This idea, which Caparros' father created and patented, sought to make first responders' jobs a little safer and easier, as well as prevent the danger that chlorine leaks can present. He took the secondary spill containment technology currently in place in stationary chlorine tanks (such as those in water treatment facilities) and created a device that would fit around the chlorine tank on a railcar, containing any possible gas releases without work by first responders.

He said he's had trouble raising the idea of secondary containment for railcars with industry members and regulators because industry members don't want to spend the extra money on more safety equipment, even though it doesn't require that they purchase new railcars. "Essentially, this technology has to be mandated by DHS or the Transportation Department," he said. "Otherwise, no one will use it."

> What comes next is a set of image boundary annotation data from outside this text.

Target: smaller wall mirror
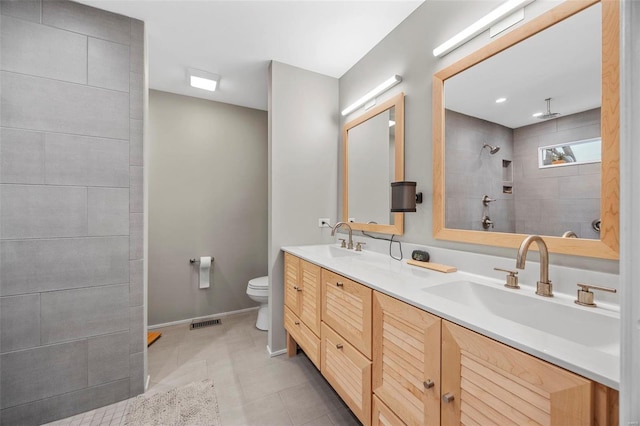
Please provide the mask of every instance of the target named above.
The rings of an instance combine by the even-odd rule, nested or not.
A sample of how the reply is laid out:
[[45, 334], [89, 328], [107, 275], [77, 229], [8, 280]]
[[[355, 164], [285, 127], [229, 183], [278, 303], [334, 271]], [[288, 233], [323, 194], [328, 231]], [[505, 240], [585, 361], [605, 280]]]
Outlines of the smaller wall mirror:
[[344, 125], [342, 220], [354, 230], [402, 235], [391, 182], [404, 179], [404, 94]]

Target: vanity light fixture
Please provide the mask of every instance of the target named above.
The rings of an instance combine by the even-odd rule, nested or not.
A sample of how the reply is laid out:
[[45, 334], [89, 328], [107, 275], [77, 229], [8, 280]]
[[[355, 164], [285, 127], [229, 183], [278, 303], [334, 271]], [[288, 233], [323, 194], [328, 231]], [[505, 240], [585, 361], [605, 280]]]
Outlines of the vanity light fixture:
[[416, 194], [415, 182], [391, 182], [392, 212], [415, 212], [416, 204], [422, 204], [422, 192]]
[[349, 113], [352, 113], [356, 109], [360, 108], [362, 105], [366, 104], [368, 101], [375, 99], [376, 96], [386, 92], [387, 90], [391, 89], [393, 86], [400, 83], [401, 81], [402, 81], [402, 77], [400, 77], [397, 74], [389, 77], [383, 83], [378, 85], [375, 89], [371, 90], [366, 95], [364, 95], [363, 97], [361, 97], [360, 99], [358, 99], [357, 101], [355, 101], [354, 103], [352, 103], [351, 105], [343, 109], [342, 115], [344, 116]]
[[473, 24], [469, 25], [458, 34], [451, 37], [449, 40], [442, 43], [440, 46], [433, 49], [433, 56], [444, 56], [452, 50], [458, 48], [464, 43], [468, 42], [478, 34], [484, 32], [487, 28], [491, 27], [496, 22], [500, 21], [503, 17], [509, 15], [516, 9], [523, 8], [534, 0], [509, 0], [502, 3], [496, 9], [492, 10], [487, 15], [478, 19]]
[[193, 68], [188, 68], [187, 74], [189, 75], [189, 84], [191, 87], [208, 90], [209, 92], [215, 92], [218, 88], [218, 83], [220, 82], [220, 76], [218, 74]]

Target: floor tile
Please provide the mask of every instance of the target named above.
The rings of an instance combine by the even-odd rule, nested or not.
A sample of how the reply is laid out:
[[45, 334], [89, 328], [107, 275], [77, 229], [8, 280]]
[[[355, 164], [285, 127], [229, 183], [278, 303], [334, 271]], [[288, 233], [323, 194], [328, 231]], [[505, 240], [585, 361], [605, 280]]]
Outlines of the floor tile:
[[[256, 311], [189, 330], [188, 324], [157, 329], [148, 351], [146, 394], [211, 379], [223, 426], [358, 425], [357, 418], [303, 353], [270, 357], [267, 333], [255, 328]], [[124, 424], [130, 400], [50, 424]]]
[[291, 419], [277, 394], [257, 399], [230, 411], [221, 412], [225, 426], [285, 426]]

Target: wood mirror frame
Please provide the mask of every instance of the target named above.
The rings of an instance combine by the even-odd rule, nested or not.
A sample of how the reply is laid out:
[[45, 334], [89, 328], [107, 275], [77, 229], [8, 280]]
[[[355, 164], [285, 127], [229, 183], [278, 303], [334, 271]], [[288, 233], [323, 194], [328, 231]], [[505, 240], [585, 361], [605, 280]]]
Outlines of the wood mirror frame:
[[[440, 240], [516, 248], [524, 234], [469, 231], [445, 227], [444, 82], [600, 0], [570, 0], [540, 15], [433, 76], [433, 235]], [[620, 17], [619, 0], [602, 2], [602, 166], [600, 239], [543, 236], [550, 252], [619, 258], [620, 208]]]
[[[367, 111], [362, 116], [346, 123], [342, 131], [342, 220], [349, 220], [349, 130], [359, 124], [375, 117], [382, 112], [395, 107], [395, 141], [394, 141], [394, 178], [395, 181], [404, 180], [404, 93]], [[391, 191], [391, 183], [389, 183]], [[389, 206], [391, 215], [391, 206]], [[404, 232], [404, 213], [393, 213], [393, 224], [374, 224], [362, 222], [349, 222], [351, 229], [358, 231], [376, 232], [379, 234], [402, 235]]]

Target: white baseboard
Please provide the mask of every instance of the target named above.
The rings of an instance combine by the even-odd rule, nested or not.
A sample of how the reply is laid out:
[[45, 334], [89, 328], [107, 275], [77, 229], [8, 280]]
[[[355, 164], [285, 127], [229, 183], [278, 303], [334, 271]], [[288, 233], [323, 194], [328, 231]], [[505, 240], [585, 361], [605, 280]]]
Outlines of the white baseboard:
[[172, 325], [191, 324], [191, 321], [196, 321], [196, 320], [223, 318], [230, 315], [242, 314], [244, 312], [257, 311], [258, 308], [259, 306], [256, 306], [254, 308], [246, 308], [246, 309], [239, 309], [237, 311], [222, 312], [219, 314], [207, 315], [204, 317], [187, 318], [179, 321], [171, 321], [171, 322], [165, 322], [162, 324], [154, 324], [154, 325], [148, 326], [147, 330], [155, 330], [156, 328], [171, 327]]
[[269, 356], [273, 358], [274, 356], [282, 355], [287, 353], [287, 348], [280, 349], [279, 351], [271, 351], [269, 345], [267, 345], [267, 352], [269, 352]]

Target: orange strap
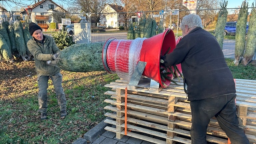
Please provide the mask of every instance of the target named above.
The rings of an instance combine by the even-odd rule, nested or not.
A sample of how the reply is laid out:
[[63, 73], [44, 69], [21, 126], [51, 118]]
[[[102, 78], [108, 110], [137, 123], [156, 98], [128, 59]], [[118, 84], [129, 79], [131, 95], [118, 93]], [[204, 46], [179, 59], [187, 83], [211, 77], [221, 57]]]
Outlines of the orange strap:
[[124, 135], [127, 135], [127, 87], [125, 88], [124, 101]]
[[231, 144], [231, 142], [230, 142], [230, 141], [229, 140], [229, 138], [228, 139], [228, 144]]

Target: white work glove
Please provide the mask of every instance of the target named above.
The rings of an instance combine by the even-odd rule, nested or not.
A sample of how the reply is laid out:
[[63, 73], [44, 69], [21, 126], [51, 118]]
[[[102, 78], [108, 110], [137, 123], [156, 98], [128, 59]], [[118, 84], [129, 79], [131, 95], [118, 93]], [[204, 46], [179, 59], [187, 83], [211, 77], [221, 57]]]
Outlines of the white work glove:
[[59, 55], [60, 55], [60, 53], [56, 53], [52, 55], [52, 58], [53, 60], [56, 60], [58, 58], [58, 57], [59, 56]]
[[46, 63], [48, 65], [50, 65], [53, 66], [56, 66], [56, 67], [59, 67], [58, 66], [58, 61], [57, 60], [49, 60], [46, 61]]

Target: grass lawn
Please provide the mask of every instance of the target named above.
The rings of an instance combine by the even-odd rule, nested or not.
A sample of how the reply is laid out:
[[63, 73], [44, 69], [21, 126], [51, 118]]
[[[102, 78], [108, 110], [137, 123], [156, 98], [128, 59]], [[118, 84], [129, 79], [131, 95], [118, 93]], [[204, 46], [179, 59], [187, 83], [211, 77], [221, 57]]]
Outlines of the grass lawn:
[[[256, 66], [235, 66], [226, 61], [234, 78], [256, 80]], [[0, 63], [0, 143], [71, 144], [105, 118], [104, 85], [118, 79], [105, 71], [75, 73], [61, 71], [69, 113], [60, 118], [51, 81], [49, 82], [49, 119], [40, 120], [34, 62]]]

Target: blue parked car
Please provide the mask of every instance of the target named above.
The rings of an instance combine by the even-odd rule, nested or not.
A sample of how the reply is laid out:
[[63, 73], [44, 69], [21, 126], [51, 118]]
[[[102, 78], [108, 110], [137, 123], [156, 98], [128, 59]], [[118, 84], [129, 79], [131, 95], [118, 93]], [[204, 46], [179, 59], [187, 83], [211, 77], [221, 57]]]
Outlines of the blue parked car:
[[[237, 22], [227, 22], [224, 30], [224, 36], [227, 35], [235, 35], [236, 31], [236, 24]], [[246, 34], [249, 27], [249, 23], [246, 23]]]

Joe Biden, then a Democratic senator from Delaware, introduced a bill in 2007 that would have asked the Transportation Department to study ways to improve the transportation of hazardous materials, but it never got beyond the Commerce, Science and Transportation Committee.

Coparros Sr. is disheartened by the failure of this technology to take off. He has patents for it in the United States, the EU, Canada, Mexico, South Korea and Japan, and he has yet to sell a single unit. "I'm an inventor. I had high hopes," he said. "How can anybody not accept this as a common-sense solution to improving railcar safety of poison gas?"

And that's one of the reasons I have little faith that a genuinely good idea can change the world.